これから米国金融機関の破綻は続出する。そして破綻が連鎖してくると、倒産が倒産を呼ぶという恐慌スパイラルとなる第3フェーズを迎えることとなる。どの会社にババを引かせるのか?今後はババぬきのターゲットが陰湿に決められてゆく。保険会社大手ののAIGあたりがヤバい。

金融機関が金繰りに窮して世界中の不動産・株・企業などあらゆる保有資産を売却するだろう。こうして、世界中の株式、債券、電子化されたマネーの価値が崩壊し奈落のドン底に堕ちる。この現象が第4フェーズの米国発の世界恐慌。
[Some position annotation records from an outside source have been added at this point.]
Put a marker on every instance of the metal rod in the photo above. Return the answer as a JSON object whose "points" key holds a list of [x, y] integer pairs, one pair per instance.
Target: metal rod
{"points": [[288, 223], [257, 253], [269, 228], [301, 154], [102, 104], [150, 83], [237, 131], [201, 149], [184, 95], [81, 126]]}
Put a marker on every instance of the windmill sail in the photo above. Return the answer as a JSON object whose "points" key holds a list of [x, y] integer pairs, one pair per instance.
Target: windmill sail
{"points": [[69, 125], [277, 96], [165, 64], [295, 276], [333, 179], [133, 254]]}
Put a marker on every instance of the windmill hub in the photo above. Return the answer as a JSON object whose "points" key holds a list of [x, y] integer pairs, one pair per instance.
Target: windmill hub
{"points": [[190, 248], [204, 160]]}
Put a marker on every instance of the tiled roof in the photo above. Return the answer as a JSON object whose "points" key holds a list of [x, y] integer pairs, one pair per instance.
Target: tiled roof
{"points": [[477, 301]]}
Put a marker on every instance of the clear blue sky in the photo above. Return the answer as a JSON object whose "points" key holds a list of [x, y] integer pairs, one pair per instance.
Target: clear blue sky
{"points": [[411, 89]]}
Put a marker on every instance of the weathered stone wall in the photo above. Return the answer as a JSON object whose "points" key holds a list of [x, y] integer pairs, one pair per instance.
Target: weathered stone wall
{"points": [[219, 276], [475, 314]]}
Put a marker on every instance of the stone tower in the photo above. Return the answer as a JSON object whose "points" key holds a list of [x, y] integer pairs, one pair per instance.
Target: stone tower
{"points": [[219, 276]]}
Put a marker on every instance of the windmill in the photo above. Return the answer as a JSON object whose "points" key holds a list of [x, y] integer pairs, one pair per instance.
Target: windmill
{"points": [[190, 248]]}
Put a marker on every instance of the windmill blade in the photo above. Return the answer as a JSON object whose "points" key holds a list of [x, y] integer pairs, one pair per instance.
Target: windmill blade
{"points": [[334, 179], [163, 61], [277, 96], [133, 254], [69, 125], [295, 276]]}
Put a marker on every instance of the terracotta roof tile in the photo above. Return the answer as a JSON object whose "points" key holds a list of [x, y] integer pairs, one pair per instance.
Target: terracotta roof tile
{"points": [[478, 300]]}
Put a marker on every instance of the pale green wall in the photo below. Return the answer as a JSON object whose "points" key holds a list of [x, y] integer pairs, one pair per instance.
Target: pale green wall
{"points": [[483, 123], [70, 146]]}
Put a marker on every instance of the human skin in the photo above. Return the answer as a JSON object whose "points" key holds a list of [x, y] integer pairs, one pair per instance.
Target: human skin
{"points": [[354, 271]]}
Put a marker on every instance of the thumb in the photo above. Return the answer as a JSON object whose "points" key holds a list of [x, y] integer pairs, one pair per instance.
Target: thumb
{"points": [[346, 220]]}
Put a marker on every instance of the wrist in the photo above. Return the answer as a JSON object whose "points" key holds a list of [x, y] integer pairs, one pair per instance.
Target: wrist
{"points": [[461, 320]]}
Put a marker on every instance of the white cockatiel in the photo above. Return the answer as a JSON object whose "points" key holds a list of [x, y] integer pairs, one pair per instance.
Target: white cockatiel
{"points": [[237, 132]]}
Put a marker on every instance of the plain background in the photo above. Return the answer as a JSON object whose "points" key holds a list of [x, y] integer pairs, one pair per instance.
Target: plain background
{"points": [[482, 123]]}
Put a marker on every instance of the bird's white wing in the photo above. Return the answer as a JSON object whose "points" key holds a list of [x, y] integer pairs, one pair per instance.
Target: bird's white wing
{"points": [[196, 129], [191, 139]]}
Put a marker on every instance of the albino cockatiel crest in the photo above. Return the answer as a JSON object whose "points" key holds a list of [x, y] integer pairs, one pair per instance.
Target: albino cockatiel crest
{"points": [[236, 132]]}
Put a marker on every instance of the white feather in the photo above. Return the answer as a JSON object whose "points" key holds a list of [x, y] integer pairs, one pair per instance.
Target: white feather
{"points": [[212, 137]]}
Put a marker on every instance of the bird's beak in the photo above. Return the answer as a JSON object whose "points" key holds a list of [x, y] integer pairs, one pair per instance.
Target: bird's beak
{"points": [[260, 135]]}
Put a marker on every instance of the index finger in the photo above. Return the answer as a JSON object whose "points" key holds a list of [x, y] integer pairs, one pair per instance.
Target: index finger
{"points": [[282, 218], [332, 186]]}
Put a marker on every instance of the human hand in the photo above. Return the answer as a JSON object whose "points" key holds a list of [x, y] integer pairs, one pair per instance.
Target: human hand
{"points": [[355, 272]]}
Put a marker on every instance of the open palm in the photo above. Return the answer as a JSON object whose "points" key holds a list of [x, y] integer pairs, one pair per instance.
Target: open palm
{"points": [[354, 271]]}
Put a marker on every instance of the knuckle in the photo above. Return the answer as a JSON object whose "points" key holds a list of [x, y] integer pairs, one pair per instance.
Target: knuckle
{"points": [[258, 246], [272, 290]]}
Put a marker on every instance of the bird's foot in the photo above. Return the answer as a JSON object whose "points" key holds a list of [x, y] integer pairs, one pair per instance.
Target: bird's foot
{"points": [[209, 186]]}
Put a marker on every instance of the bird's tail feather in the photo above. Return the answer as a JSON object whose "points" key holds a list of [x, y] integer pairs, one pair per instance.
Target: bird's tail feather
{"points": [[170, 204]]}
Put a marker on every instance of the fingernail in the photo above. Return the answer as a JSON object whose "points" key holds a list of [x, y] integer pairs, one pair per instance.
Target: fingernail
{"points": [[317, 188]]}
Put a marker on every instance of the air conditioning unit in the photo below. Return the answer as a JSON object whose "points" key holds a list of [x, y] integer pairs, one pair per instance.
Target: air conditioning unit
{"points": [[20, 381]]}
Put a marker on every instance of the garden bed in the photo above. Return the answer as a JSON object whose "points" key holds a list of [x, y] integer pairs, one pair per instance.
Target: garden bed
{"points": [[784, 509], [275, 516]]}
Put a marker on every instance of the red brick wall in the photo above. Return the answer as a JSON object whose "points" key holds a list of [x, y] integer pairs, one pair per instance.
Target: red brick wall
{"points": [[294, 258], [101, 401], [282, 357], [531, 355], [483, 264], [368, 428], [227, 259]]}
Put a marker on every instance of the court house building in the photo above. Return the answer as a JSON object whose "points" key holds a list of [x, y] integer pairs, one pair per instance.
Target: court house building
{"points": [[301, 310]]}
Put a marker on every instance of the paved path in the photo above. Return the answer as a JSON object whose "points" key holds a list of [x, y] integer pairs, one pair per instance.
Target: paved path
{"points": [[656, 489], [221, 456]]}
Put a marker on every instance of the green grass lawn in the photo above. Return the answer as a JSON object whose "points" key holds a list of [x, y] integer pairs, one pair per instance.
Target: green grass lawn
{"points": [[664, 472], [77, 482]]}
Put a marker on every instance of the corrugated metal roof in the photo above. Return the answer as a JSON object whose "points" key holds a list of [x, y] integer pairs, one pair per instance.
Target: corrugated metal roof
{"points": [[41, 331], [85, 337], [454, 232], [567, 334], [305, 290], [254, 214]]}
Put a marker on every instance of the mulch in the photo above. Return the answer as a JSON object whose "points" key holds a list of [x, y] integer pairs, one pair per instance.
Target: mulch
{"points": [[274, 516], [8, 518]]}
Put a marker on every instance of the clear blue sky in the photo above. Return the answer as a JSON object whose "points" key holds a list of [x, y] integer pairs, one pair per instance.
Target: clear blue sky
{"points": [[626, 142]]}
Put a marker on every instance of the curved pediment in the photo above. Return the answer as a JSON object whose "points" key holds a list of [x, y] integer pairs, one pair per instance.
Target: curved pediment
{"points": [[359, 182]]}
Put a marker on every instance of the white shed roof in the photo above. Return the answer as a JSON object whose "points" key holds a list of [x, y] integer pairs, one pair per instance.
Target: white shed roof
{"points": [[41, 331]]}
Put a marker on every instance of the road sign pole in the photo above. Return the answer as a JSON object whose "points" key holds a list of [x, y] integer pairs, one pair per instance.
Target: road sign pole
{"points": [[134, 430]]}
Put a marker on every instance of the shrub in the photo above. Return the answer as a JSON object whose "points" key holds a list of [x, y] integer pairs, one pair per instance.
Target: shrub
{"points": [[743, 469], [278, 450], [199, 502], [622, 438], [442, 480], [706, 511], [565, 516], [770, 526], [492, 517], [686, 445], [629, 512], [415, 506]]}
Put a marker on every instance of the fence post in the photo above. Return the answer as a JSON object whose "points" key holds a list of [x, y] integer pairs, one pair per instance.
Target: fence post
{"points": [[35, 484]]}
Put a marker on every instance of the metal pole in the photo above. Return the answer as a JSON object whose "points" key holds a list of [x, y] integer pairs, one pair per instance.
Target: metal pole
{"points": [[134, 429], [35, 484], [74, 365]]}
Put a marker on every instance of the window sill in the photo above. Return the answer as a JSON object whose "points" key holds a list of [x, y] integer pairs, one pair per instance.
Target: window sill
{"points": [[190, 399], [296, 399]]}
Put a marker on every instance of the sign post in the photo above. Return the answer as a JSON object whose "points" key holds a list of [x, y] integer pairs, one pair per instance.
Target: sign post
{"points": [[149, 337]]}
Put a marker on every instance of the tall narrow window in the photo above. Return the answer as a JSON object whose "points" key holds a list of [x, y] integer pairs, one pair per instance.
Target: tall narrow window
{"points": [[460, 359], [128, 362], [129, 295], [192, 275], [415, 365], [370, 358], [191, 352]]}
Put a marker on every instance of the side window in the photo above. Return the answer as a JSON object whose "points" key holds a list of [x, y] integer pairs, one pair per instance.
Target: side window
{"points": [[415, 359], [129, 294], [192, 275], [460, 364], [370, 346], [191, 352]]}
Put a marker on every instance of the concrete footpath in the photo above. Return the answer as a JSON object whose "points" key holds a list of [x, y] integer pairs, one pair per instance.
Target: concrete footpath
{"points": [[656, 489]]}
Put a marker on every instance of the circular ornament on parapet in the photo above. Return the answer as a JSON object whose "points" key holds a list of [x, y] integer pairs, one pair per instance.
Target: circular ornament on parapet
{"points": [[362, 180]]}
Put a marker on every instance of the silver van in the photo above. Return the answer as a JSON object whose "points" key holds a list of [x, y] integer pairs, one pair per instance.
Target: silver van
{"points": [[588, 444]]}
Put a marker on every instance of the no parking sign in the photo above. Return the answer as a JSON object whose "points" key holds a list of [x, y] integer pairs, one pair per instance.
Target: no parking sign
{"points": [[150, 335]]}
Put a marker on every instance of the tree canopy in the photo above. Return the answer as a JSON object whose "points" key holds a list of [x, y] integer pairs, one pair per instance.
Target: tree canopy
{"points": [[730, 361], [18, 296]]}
では、自らの資産を防御するにはどうしたらいいか。あらゆるセキュリタイゼーションによって非物化された債権、仮想マネーの対極にある「実物への回帰」だろう。金、銀、プラチナ、銅は今後手堅い実物運用対象となるだろう。来週あたりからいずれこんなことを言う評論家も出てくるだろう。

でも本当はその先の実物がある。もっとも身近な実物、つまり自分自身のヒューマン・キャピタルへの投資が最も有効かつ長期的なリスクヘッジになる。大学、大学院、通信教育、eラーニング、読書、習い事、語学、なんでもいいので自分への教育投資が有効だ。ただし、学資ローンを組むのはマズい。あくまで手元のキャッシュフローの範囲でやるべきだ。